And I was right: Outsite was kind of like a college dorm, in the best ways. Back home, I’d sometimes felt like everyone already had their circles cemented and were no longer accepting applications for newcomers. But here, everyone was wide-open to the possibility of new friendships and connections in a way I hadn’t experienced since college. I was startled by the generous ease with which conversation, invitations, and kindness were offered up. It was a self-selecting group, of course. At some point, everyone here had made the same decision as me: to live with strangers, to plant themselves in the messiness of community, to experiment with new ways of living.
On one of my last nights in Lisbon, I walked by the river with a new friend and — flagging this as the most quintessentially “college” part of the entire essay — we discussed the idea of soulmates.

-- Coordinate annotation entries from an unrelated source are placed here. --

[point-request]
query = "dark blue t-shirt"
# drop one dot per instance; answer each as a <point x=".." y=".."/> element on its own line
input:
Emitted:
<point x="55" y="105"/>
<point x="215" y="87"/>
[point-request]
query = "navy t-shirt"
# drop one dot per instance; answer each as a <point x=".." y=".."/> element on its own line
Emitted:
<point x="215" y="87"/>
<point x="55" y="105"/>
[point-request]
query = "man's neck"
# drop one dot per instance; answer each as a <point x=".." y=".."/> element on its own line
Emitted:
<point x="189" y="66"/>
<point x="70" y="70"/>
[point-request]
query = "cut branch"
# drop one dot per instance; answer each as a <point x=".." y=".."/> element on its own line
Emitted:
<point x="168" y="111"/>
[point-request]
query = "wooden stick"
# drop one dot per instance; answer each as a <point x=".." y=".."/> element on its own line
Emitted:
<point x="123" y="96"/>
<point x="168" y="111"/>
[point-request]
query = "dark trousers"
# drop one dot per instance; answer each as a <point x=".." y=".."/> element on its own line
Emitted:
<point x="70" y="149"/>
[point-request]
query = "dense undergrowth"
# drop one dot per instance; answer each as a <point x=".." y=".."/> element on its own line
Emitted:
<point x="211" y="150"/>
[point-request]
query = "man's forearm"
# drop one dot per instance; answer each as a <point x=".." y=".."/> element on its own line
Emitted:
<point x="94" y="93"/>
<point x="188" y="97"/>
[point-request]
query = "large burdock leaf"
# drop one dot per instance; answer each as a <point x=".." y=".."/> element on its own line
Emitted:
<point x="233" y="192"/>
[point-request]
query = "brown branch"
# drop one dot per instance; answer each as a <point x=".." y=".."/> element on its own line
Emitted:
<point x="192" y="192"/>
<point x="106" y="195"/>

Not just romantic soulmates, but all the people you meet briefly and make a deep connection with, fully aware you may never see them again.
“I don’t think the length of a relationship is what makes it a success or failure,” he said. “Something isn’t less meaningful just because it’s temporary.”4
Living with strangers has given me a deep appreciation for the magical and ephemeral nature of connection. Co-living means people come in and out of your life often. This happens in real life too, but the turnover is much higher when traveling. I used to think that if something wasn’t going to lead to a long-lasting, lifetime bond, it wasn’t worth the risk of potential rejection. I closed myself off to those small and serendipitous moments of connection, then I wondered why my world felt so small and gray. Now I understand that permanence isn’t the goal.5 The experience of existing in community with others, even for a short time, is itself transformative.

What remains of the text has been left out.